France | France, Cour d'appel de Rennes, 2ème chambre, 18 juin 2024, 21/07058


2ème Chambre





ARRÊT n°230



N° RG 21/07058

N° Portalis DBVL-V-B7F-SGLR



(Réf 1ère instance : 19/01983)



(2)





Mme [F] [G]



C/



CASDEN BANQUE POPULAIRE

BANQUE POPULAIRE GRAND OUEST



















Infirme partiellement, réforme ou modifie certaines dispositions de la décision déférée















Copie exécutoire délivrée



le :>


à :

- Me DUBERNAT

- Me PERONNET

- Me LE BERRE BOIVIN





RÉPUBLIQUE FRANÇAISE

AU NOM DU PEUPLE FRANÇAIS



COUR D'APPEL DE RENNES

ARRÊT DU 18 JUIN 2024





COMPOSITION DE LA COUR LORS DES DÉBATS ET DU DÉLIBÉRÉ :



Président : Monsieur David JOBARD, Président de Chambre,

Assesseu...

2ème Chambre

ARRÊT n°230

N° RG 21/07058

N° Portalis DBVL-V-B7F-SGLR

(Réf 1ère instance : 19/01983)

(2)

Mme [F] [G]

C/

CASDEN BANQUE POPULAIRE

BANQUE POPULAIRE GRAND OUEST

Infirme partiellement, réforme ou modifie certaines dispositions de la décision déférée

Copie exécutoire délivrée

le :

à :

- Me DUBERNAT

- Me PERONNET

- Me LE BERRE BOIVIN

RÉPUBLIQUE FRANÇAISE

AU NOM DU PEUPLE FRANÇAIS

COUR D'APPEL DE RENNES

ARRÊT DU 18 JUIN 2024

COMPOSITION DE LA COUR LORS DES DÉBATS ET DU DÉLIBÉRÉ :

Président : Monsieur David JOBARD, Président de Chambre,

Assesseur : Monsieur Jean-François POTHIER, Conseiller,

Assesseur : Madame Hélène BARTHE-NARI, Conseillère,

GREFFIER :

Madame Patricia IBARA, lors des débats, et Mme Ludivine BABIN, lors du prononcé

DÉBATS :

A l'audience publique du 06 Février 2024

ARRÊT :

Contradictoire, prononcé publiquement le 18 Juin 2024, après prorogations, par mise à disposition au greffe comme indiqué à l'issue des débats

****

APPELANTE :

Madame [F] [G]

née le [Date naissance 3] 1965 à [Localité 8]

[Adresse 6]

[Localité 5]

Représentée par Me Grégory DUBERNAT, Plaidant/Postulant, avocat au barreau de NANTES

INTIMÉES :

CASDEN BANQUE POPULAIRE

[Adresse 1]

[Localité 7]

Représentée par Me Flora PÉRONNET, Postulant, avocat au barreau de RENNES

Représentée par Me Philippe LECAT de la SCP LECAT & ASSOCIES, Plaidant, avocat au barreau de PARIS

BANQUE POPULAIRE GRAND OUEST

[Adresse 2]

[Localité 4]

Représentée par Me Tiphaine LE BERRE BOIVIN, postulant, avocat au barreau de RENNES

Représentée par Me Jean-Philippe RIOU de la SELARL PARTHEMA, plaidant, avocat au barreau de NANTES

EXPOSE DU LITIGE :

Suivant offre réceptionnée le 18 février 2015 et acceptée le 2 mars 2015, la Banque Populaire Atlantique, devenue ultérieurement la Banque Populaire grand Ouest, a consenti à Mme [F] [G] un prêt immobilier d'un montant de 147 000 euros remboursable en 240 mensualités de 826,64 euros au taux de 2,55 % , avec le cautionnement solidaire de la Casden Banque populaire.

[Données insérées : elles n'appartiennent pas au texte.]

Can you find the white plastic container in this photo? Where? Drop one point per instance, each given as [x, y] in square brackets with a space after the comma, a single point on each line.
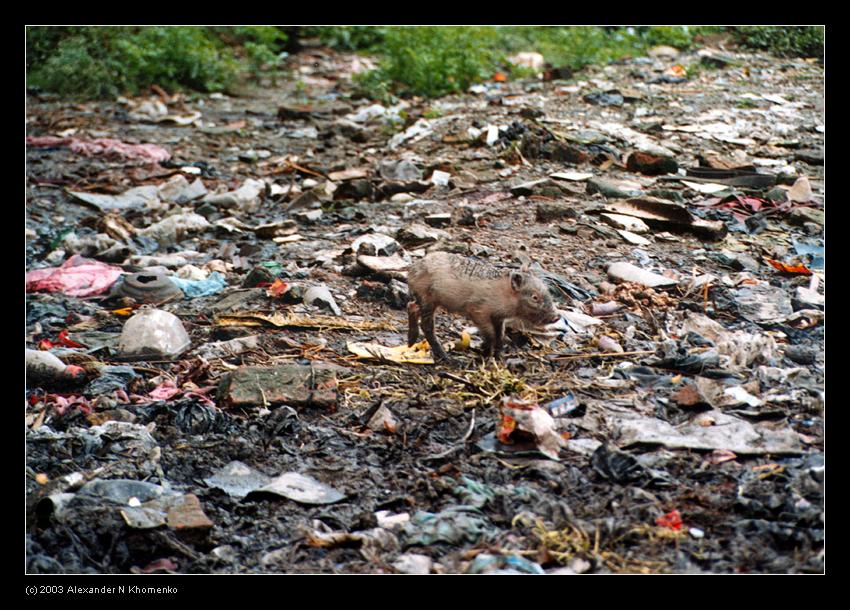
[153, 334]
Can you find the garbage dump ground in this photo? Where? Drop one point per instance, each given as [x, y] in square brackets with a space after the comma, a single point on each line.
[218, 375]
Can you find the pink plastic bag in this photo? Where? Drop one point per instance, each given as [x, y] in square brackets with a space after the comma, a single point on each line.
[77, 277]
[149, 153]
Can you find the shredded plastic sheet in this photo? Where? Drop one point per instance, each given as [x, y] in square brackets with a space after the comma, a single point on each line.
[418, 353]
[281, 320]
[76, 277]
[150, 153]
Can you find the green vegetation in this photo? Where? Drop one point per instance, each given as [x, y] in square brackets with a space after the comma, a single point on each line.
[98, 62]
[435, 61]
[427, 61]
[349, 38]
[788, 41]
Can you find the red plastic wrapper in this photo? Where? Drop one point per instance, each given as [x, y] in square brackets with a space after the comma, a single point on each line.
[673, 520]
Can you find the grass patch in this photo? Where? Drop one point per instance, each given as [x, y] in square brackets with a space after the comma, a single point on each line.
[788, 41]
[103, 62]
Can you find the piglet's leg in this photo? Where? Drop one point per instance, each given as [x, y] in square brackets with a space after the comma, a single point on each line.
[498, 333]
[413, 312]
[428, 329]
[488, 333]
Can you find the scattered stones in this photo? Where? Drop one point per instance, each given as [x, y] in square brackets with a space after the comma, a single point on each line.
[292, 384]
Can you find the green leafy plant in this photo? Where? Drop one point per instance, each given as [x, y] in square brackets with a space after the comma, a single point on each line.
[787, 41]
[107, 61]
[349, 38]
[434, 61]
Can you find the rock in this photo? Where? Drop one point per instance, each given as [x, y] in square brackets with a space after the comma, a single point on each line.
[527, 188]
[810, 156]
[439, 178]
[291, 384]
[321, 297]
[247, 197]
[383, 264]
[438, 220]
[355, 189]
[663, 52]
[307, 199]
[807, 299]
[309, 217]
[375, 244]
[614, 188]
[411, 563]
[400, 171]
[651, 165]
[800, 355]
[417, 235]
[763, 303]
[547, 211]
[627, 272]
[629, 223]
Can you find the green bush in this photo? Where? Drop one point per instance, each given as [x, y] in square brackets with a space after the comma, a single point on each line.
[434, 61]
[108, 61]
[788, 41]
[349, 38]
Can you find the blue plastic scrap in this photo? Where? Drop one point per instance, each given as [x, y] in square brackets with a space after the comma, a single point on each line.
[201, 288]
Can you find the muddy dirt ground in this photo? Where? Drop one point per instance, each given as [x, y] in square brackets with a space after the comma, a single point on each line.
[691, 434]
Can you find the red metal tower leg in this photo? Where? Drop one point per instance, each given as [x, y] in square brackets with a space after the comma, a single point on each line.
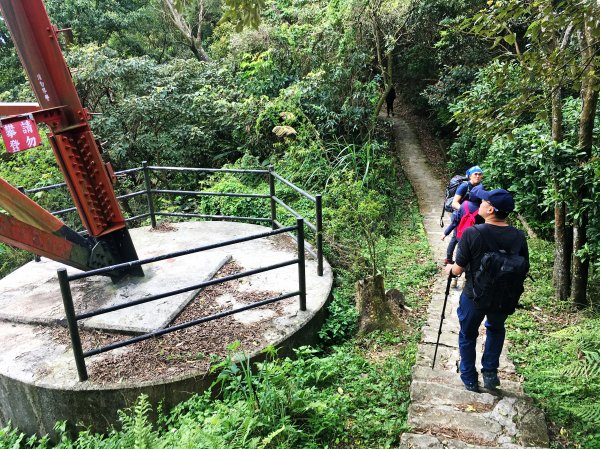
[76, 150]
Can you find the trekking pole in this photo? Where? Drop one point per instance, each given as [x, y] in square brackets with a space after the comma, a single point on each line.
[437, 343]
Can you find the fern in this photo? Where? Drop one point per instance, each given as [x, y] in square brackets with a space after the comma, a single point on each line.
[589, 413]
[588, 368]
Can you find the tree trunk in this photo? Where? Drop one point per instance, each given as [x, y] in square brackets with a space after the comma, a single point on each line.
[562, 234]
[589, 97]
[375, 312]
[581, 267]
[562, 253]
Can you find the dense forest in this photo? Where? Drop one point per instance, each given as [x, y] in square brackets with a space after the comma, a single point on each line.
[509, 85]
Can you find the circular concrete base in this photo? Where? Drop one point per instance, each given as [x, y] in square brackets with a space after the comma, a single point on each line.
[38, 378]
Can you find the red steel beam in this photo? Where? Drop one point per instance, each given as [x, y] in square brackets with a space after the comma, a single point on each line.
[76, 150]
[17, 108]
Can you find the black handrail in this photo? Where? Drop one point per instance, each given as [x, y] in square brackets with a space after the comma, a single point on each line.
[73, 318]
[151, 193]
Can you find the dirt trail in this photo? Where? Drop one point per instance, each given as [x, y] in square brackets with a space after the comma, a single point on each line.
[443, 414]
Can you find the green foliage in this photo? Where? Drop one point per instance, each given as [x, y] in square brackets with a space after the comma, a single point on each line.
[557, 352]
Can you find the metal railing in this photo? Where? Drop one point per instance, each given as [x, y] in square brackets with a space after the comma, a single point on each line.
[151, 194]
[73, 318]
[273, 178]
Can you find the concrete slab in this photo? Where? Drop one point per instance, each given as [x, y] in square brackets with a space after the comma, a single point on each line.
[38, 377]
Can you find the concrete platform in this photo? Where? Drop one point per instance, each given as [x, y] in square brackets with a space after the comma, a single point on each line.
[38, 378]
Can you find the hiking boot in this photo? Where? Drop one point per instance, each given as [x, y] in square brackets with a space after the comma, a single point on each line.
[490, 380]
[472, 387]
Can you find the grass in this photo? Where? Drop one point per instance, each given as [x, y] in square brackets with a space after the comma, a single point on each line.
[556, 348]
[353, 392]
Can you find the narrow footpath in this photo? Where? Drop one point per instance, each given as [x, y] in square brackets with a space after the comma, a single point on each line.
[443, 414]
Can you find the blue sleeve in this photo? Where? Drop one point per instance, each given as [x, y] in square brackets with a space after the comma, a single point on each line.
[462, 189]
[456, 216]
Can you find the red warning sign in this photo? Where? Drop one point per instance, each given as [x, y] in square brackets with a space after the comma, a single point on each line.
[20, 135]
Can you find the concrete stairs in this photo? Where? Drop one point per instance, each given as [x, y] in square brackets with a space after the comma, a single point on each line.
[444, 415]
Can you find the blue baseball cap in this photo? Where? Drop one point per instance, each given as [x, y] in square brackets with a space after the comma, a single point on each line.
[501, 199]
[474, 169]
[475, 193]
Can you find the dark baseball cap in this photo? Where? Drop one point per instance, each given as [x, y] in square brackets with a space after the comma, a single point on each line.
[501, 199]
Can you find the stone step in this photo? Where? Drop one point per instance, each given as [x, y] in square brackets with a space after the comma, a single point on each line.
[436, 393]
[436, 418]
[425, 441]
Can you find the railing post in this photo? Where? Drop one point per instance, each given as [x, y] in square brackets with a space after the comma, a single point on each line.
[272, 193]
[301, 261]
[319, 207]
[65, 290]
[149, 193]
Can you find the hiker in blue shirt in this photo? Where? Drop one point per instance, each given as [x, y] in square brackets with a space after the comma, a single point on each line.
[472, 205]
[475, 175]
[494, 235]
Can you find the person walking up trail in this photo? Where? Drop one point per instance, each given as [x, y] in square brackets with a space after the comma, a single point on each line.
[474, 176]
[389, 101]
[474, 244]
[442, 413]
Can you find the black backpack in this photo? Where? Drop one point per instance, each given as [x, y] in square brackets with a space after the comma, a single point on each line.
[451, 188]
[498, 283]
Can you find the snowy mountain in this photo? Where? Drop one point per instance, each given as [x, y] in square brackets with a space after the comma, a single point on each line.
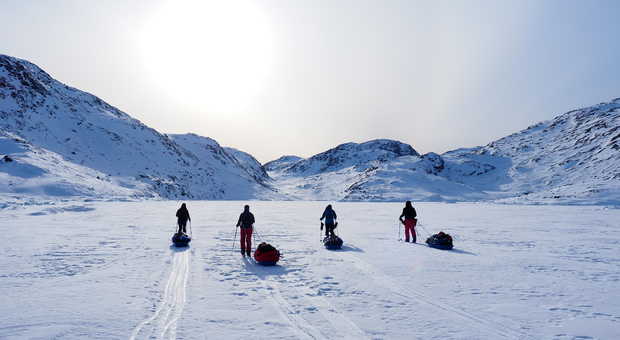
[573, 158]
[281, 163]
[93, 141]
[59, 141]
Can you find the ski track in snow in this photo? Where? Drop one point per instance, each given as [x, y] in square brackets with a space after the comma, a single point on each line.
[342, 327]
[412, 293]
[163, 323]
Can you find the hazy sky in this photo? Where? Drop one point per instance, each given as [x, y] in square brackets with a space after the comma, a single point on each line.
[298, 77]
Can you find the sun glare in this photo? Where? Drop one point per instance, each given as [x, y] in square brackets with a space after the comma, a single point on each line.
[216, 54]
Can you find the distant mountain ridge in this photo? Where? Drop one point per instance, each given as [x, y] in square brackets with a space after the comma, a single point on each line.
[59, 141]
[82, 129]
[573, 158]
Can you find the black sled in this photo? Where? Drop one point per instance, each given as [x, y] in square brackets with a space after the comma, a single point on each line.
[332, 242]
[440, 241]
[181, 240]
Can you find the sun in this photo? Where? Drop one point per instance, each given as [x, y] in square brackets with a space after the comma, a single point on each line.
[216, 54]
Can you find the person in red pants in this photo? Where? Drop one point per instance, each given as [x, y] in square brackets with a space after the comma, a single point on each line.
[408, 218]
[246, 222]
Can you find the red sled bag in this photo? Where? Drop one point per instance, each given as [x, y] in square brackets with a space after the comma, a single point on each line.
[266, 254]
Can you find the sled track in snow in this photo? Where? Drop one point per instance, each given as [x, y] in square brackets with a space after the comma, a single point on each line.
[163, 323]
[343, 326]
[409, 293]
[301, 327]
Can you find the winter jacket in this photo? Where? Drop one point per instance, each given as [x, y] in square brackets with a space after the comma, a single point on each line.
[329, 215]
[183, 215]
[246, 220]
[409, 213]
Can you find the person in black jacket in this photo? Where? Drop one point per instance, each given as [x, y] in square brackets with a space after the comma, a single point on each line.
[246, 222]
[330, 220]
[408, 218]
[182, 218]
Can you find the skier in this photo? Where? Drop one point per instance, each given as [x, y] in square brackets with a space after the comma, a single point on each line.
[330, 220]
[246, 221]
[183, 217]
[408, 218]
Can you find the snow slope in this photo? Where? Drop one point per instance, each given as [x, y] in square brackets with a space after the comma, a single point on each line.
[65, 142]
[574, 158]
[82, 130]
[105, 270]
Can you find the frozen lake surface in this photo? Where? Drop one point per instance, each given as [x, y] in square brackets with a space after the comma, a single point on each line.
[102, 270]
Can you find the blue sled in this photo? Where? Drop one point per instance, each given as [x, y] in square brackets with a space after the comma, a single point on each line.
[181, 240]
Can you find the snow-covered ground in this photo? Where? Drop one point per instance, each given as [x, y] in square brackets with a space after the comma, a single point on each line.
[105, 270]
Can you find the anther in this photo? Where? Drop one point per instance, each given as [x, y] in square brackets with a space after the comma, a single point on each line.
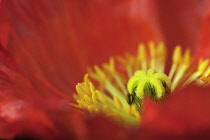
[150, 83]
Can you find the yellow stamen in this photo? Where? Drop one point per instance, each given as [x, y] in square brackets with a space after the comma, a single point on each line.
[120, 90]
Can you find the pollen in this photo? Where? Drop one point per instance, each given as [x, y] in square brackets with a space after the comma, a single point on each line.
[117, 89]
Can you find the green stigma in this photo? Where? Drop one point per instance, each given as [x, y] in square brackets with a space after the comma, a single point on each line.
[150, 83]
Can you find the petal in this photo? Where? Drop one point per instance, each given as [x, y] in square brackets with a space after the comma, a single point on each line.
[181, 21]
[56, 40]
[204, 44]
[184, 113]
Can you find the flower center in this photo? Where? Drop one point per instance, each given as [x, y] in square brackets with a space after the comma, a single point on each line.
[118, 88]
[150, 83]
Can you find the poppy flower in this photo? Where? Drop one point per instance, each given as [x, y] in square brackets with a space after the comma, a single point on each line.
[48, 45]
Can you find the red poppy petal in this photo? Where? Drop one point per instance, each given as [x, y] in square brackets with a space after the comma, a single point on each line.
[185, 112]
[204, 44]
[56, 40]
[181, 21]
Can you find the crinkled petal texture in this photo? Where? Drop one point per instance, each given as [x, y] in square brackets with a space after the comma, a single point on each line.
[185, 115]
[61, 38]
[51, 44]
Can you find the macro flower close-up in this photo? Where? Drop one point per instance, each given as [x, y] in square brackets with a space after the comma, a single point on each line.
[104, 69]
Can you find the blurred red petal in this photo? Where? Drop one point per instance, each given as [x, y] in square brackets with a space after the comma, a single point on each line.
[204, 44]
[181, 21]
[58, 44]
[185, 112]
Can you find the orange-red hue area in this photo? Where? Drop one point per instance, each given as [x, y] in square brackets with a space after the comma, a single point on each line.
[46, 46]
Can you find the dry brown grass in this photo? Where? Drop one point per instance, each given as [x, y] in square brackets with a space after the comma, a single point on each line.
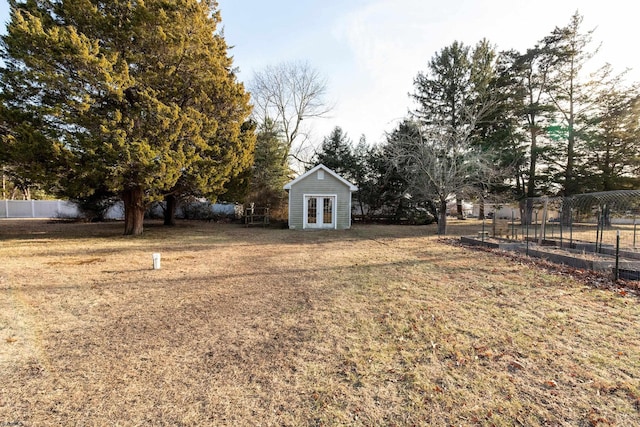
[378, 325]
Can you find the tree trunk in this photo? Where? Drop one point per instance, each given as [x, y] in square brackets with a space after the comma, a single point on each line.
[133, 199]
[171, 202]
[442, 223]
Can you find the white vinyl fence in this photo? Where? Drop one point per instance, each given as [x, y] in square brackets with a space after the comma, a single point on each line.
[67, 209]
[48, 209]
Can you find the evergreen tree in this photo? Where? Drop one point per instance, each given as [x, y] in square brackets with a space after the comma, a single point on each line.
[571, 92]
[456, 91]
[269, 174]
[129, 96]
[612, 149]
[337, 154]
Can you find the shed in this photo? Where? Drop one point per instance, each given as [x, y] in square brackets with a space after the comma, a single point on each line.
[320, 199]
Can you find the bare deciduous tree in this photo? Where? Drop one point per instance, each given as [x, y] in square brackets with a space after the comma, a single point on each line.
[287, 94]
[440, 162]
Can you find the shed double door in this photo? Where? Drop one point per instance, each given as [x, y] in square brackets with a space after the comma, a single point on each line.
[320, 212]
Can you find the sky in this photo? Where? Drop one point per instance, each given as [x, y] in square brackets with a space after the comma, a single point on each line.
[370, 51]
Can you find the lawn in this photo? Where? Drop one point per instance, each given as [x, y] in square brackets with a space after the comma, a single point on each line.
[378, 325]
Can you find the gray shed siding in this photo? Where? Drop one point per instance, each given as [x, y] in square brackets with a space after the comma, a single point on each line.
[327, 186]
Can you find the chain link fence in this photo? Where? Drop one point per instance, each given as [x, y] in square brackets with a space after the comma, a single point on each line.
[604, 224]
[592, 221]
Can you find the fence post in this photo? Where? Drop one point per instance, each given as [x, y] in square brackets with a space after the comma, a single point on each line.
[617, 270]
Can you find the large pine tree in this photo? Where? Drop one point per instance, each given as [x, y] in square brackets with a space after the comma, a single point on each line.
[133, 96]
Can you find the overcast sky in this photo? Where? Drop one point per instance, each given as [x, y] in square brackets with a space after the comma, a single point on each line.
[370, 50]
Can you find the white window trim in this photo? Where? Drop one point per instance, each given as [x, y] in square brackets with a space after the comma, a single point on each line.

Se prévalant d'un défaut de paiement d'échéances, la Banque Populaire grand Ouest a mis en demeure Mme [F] [G] de régler le retard par lettre recommandée du 21 juin 2018 puis a notifié la déchéance du terme par courriers des 21 août et 14 novembre 2018, avant d'obtenir le paiement du solde du prêt de 131 719,68 euros de la Casden Banque populaire, selon quittance subrogative du 3 décembre 2018.

Par ordonnance du 25 février 2019, le juge délégué du président du tribunal de grande instance de Nantes a prononcé une injonction de payer contre Mme [F] [G] au bénéfice de la Casden Banque populaire portant sur les sommes de 131 719,68 euros en principal avec intérêts au taux légal à compter du 3 décembre 2018, et de 300,00 euros en application de l'article 700 du code de procédure civile.

Cette ordonnance a été signifiée à Mme [F] [G] par acte d'huissier du 15 mars 2019, laquelle a formé opposition le 9 avril 2019.

Suivant acte d'huissier du 5 juillet 2019, Mme [F] [G] a appelé en intervention forcée la Banque Populaire grand Ouest afin de solliciter la condamnation de celle-ci à lui payer les sommes de 131 719,68 euros d'indemnisation de la perte de chance de ne pas avoir contracté un concours ruineux, et de 2 000,00 euros en application de l'article 700 du code de procédure civile outre les dépens.

Par jugement du 21 octobre 2021, le tribunal judiciaire de Nantes a :

- Déclaré recevable l'opposition à l'ordonnance d'injonction de payer du 25 février 2019,

- Condamné Mme [F] [G] à payer à la société Casden Banque populaire la somme de 131 719,68 euros avec intérêts au taux légal à compter du 3 décembre 2018 et celle de 800,00 euros en application de l'article 700 du code de procédure civile,

- Condamné Mme [F] [G] à payer à la société Banque Populaire grand Ouest la somme de 800,00 euros en application de l'article 700 du code de procédure civile,

- Rejeté toutes autres prétentions plus amples ou contraires,

- Ordonné l'exécution provisoire,

- Condamné Mme [F] [G] aux dépens, avec autorisation de recouvrement direct dans les conditions de l'article 699 du code de procédure civile.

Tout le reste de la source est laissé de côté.